--spoiler--
sosyal ve kamusal ortak yaşama kurallarının kadın yararına olacak şekilde yapılandırılması.
bunu sadece feminizmle açıklamak sığ bir bakış açısı olur çünkü feminizmin tarihi ancak 150 yıl, halbuki gynocentric dünya düzeni binlerce yıldır devam ediyor diyerek gynocentrism argümanını dile getiren söylem; dünya düzeninin erkeklerin harcanabilirliği, kadının korunması üzerine kurulu olduğunu savunur.
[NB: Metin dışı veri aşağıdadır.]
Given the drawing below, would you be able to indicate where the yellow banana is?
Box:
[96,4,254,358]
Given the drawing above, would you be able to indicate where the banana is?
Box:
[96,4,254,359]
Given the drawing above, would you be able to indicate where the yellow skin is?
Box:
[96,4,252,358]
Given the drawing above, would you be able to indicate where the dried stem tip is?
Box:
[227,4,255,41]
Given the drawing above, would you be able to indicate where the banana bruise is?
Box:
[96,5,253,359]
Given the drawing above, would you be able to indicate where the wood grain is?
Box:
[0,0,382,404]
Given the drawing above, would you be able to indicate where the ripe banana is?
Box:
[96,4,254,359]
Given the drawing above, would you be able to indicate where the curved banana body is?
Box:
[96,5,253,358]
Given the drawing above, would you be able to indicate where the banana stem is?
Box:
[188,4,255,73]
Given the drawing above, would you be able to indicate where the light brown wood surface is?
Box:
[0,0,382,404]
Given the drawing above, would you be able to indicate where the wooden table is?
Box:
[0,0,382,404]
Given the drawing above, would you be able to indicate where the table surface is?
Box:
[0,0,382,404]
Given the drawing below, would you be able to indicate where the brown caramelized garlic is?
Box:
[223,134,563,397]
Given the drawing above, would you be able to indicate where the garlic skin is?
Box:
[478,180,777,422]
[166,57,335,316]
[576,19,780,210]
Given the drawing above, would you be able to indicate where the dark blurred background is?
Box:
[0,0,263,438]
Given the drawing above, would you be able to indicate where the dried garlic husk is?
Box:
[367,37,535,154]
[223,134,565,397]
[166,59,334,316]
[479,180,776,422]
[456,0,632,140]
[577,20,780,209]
ms. clinton "savaşların asıl mağduru kadınlardır çünkü erkeklerini kaybediyorlar, evlerini kaybediyorlar, çocuk yetiştirme sorumluluğunda bir başlarına kalıyorlar" demişti. sanırım bundan güzel örnek olmaz.
--spoiler--
bu anlayışın ortaya çıkışı orta çağa kadar uzanır, günümüzde feminizmin popülerleşmesiyle birlikte daha ağırlaşmış bir biçimde devam etmektedir.
- iş kazalarında erkeklerin ölüm oranı %93'dür. çünkü madencilik, tarım, ormancılık, balıkçılık, inşaat gibi riskli ve gerekli işlerde erkek çalışanların oranı fazladır.
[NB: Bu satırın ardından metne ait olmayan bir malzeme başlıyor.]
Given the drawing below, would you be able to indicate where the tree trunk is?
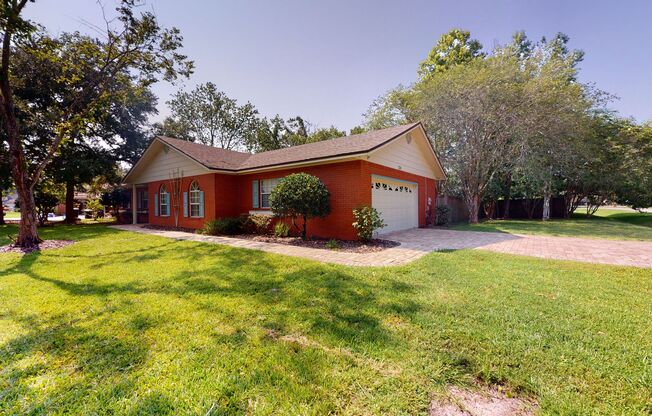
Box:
[14,179,42,248]
[66,181,77,224]
[541,184,552,221]
[465,195,480,224]
[0,19,41,248]
[503,172,512,220]
[5,118,42,248]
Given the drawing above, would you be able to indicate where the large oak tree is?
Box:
[0,0,192,247]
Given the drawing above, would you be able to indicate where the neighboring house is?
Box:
[124,123,445,239]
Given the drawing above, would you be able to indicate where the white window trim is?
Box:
[188,181,201,218]
[258,178,281,210]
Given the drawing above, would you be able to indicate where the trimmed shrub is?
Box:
[274,221,290,238]
[269,173,331,240]
[241,214,272,234]
[202,217,242,235]
[437,205,451,225]
[353,205,386,241]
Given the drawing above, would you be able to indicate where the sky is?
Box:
[25,0,652,130]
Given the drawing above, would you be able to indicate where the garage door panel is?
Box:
[371,175,419,233]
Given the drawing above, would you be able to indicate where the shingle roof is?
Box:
[158,123,419,171]
[157,136,251,171]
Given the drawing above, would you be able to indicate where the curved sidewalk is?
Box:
[112,225,652,268]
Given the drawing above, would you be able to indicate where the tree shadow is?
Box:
[0,234,428,414]
[0,311,148,414]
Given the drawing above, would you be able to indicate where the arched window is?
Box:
[159,185,170,217]
[188,181,202,217]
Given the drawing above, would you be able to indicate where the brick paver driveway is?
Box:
[109,225,652,267]
[383,229,652,267]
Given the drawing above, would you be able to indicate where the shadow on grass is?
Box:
[0,236,419,414]
[0,312,149,415]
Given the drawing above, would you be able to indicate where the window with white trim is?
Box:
[159,185,170,217]
[260,178,281,208]
[188,181,201,217]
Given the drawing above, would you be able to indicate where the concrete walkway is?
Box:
[113,225,652,267]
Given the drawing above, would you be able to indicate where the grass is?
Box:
[453,208,652,241]
[0,225,652,415]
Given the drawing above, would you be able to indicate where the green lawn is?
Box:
[453,209,652,241]
[0,225,652,415]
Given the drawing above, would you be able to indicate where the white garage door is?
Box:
[371,175,419,234]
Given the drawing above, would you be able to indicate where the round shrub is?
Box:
[269,173,331,240]
[353,206,385,241]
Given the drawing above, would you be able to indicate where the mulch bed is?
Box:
[232,234,401,253]
[0,240,74,254]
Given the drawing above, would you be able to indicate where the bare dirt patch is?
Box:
[0,240,74,254]
[428,386,537,416]
[233,234,401,253]
[265,329,401,377]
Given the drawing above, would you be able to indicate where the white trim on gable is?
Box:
[367,124,446,180]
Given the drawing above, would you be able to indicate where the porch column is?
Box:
[131,184,138,224]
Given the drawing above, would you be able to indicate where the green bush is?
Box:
[353,206,385,241]
[241,214,272,234]
[274,221,290,238]
[269,173,331,240]
[437,205,451,225]
[202,217,242,235]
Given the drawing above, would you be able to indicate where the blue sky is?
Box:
[26,0,652,129]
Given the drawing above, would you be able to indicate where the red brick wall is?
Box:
[238,161,371,240]
[143,160,437,239]
[147,173,216,228]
- özellikle hizmet sektöründe işe alımlarda kadınlar erkeklere göre daha avantajlıdır.
- savaşlarda erkeklerin ölüm oranı %99'dur. çoğu ülkede kadın asker sayısı bir elin parmaklarını geçmez, kadınlara zorunlu askerlik uygulaması yoktur. var olan kadın askerler de sıcak çatışma yerine geri planda görev alırlar.
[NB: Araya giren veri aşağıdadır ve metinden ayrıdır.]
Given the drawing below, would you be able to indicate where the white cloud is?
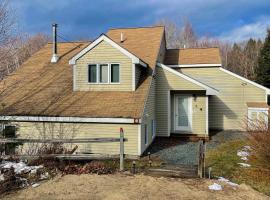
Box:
[219,16,270,42]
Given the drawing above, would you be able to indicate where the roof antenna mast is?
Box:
[51,23,59,63]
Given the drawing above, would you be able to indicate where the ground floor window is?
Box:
[1,125,17,155]
[144,124,148,144]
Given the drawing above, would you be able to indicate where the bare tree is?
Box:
[157,19,181,49]
[0,0,49,80]
[179,19,198,48]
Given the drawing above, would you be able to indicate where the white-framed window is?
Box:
[110,64,120,83]
[144,124,148,145]
[248,108,269,129]
[88,64,97,83]
[88,63,120,84]
[99,64,109,83]
[151,119,156,138]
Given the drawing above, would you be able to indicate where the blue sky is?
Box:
[11,0,270,42]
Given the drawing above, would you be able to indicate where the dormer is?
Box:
[164,47,222,68]
[69,34,147,91]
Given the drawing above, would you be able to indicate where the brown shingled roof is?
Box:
[164,48,221,65]
[247,102,269,108]
[107,26,164,68]
[0,27,163,118]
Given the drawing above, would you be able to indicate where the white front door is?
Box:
[174,95,192,132]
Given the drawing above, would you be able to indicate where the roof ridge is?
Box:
[167,47,219,50]
[47,40,90,44]
[109,25,165,30]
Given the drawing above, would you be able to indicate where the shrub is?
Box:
[248,123,270,167]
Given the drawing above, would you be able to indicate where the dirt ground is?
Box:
[2,174,270,200]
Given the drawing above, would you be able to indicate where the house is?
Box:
[0,25,270,156]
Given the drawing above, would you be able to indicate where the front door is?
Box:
[174,95,192,132]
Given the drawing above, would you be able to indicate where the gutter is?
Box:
[0,116,141,124]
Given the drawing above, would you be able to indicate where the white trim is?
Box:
[86,62,121,85]
[219,67,270,96]
[0,116,137,124]
[167,63,222,67]
[143,122,149,145]
[151,119,157,141]
[167,90,171,136]
[138,124,142,156]
[157,63,219,95]
[69,35,147,67]
[248,107,269,111]
[174,94,193,132]
[132,63,136,91]
[72,65,77,91]
[205,96,209,135]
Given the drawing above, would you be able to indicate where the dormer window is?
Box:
[88,63,120,84]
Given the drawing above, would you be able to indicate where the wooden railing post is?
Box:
[198,140,205,178]
[120,128,124,171]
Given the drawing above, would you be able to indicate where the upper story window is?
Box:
[88,64,120,83]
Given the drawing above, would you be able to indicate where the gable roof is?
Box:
[158,63,219,95]
[0,27,164,118]
[69,34,147,67]
[107,26,164,69]
[164,48,221,67]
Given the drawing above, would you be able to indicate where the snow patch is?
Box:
[237,150,249,157]
[0,161,43,174]
[218,177,238,186]
[208,183,222,191]
[238,163,251,167]
[32,183,40,188]
[0,174,5,181]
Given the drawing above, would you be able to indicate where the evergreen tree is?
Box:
[256,29,270,87]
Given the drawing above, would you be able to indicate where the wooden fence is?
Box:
[0,128,127,171]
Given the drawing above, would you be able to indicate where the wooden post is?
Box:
[198,140,205,178]
[120,128,124,171]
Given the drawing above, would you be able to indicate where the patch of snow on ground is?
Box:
[237,150,249,157]
[208,183,222,191]
[0,161,43,174]
[39,172,49,180]
[218,177,238,186]
[238,163,251,167]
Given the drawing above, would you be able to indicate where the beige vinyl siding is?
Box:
[135,65,143,88]
[141,78,156,153]
[156,67,204,136]
[171,92,208,135]
[13,122,139,156]
[181,67,266,130]
[192,96,207,134]
[75,41,132,91]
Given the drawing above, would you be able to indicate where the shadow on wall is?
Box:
[208,96,238,130]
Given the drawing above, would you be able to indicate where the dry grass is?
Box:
[206,140,270,195]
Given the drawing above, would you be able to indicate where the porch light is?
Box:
[192,94,197,101]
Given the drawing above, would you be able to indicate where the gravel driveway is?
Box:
[147,131,245,166]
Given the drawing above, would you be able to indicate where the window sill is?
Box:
[87,82,120,85]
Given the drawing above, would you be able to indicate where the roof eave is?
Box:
[69,34,148,67]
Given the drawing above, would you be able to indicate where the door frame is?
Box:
[173,94,193,132]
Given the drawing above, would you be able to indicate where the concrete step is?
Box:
[146,166,198,178]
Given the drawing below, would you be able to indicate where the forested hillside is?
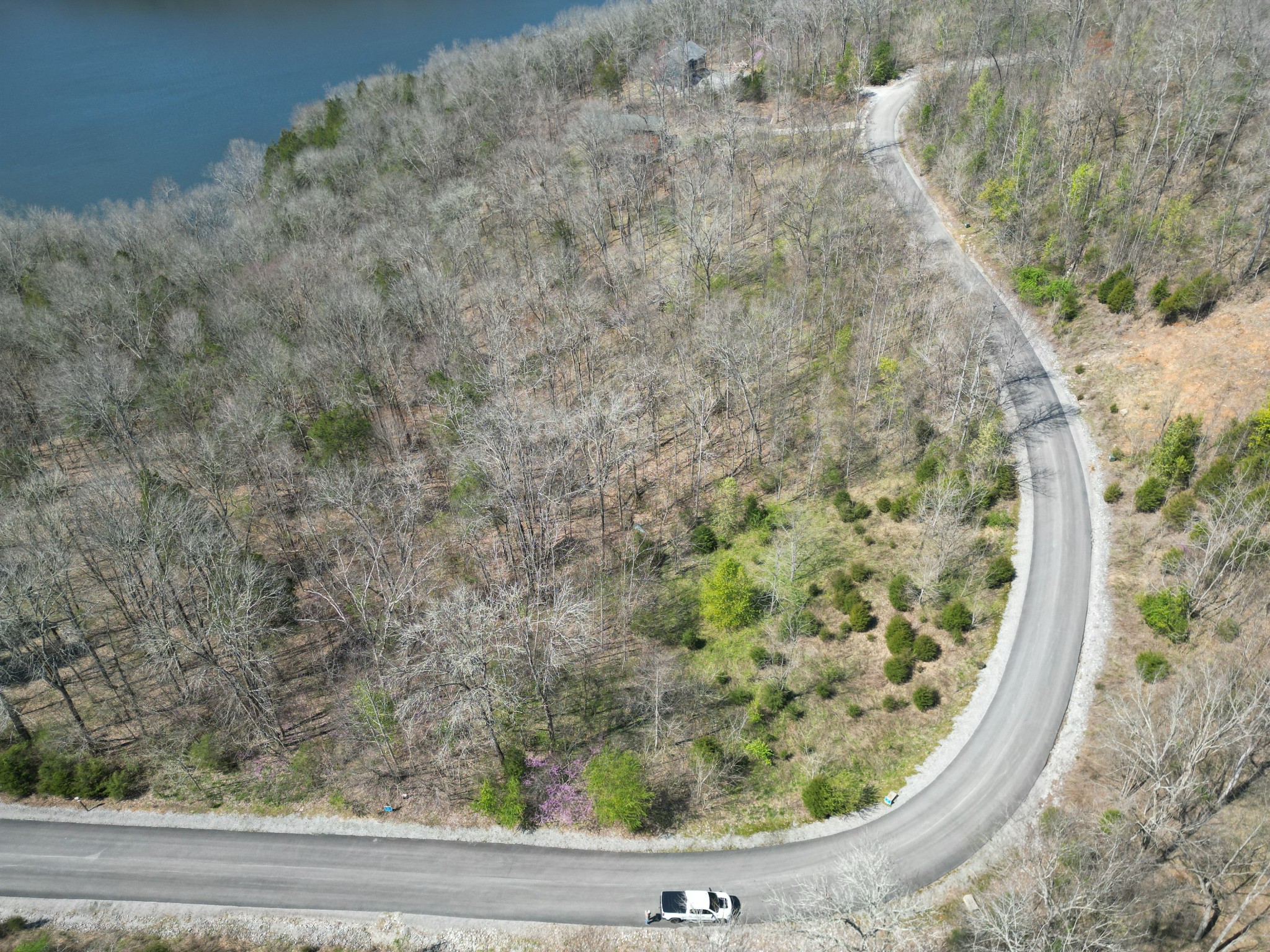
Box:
[0,0,1270,952]
[0,4,1015,830]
- prostat kanserinden ölenlerin sayısı meme kanserinden ölenlerin sayısıyla nispeten aynıdır ama meme kanseri ajitasyonu her yerde yapılır, meme kanseriyle boğuşan kadınlar çoğu ülkede daha fazla yardım ve ödenek alır.
- aynı suç için kadınların aldığı ceza erkeklerin aldığı cezadan daha az olabilmektedir.
- boşanmalarda velayet abartı istisnalar hariç her daim kadına verilir. hukuk, çoğu zaman, haksız olsa bile kadını koruyup kollar. nafakada da benzer durum söz konusu.
- şikayetlerde kadının beyanı esastır. erkek suçsuz olsa bile bunun kanıtlanması oldukça zordur, kadının vicdanına bırakılmıştır.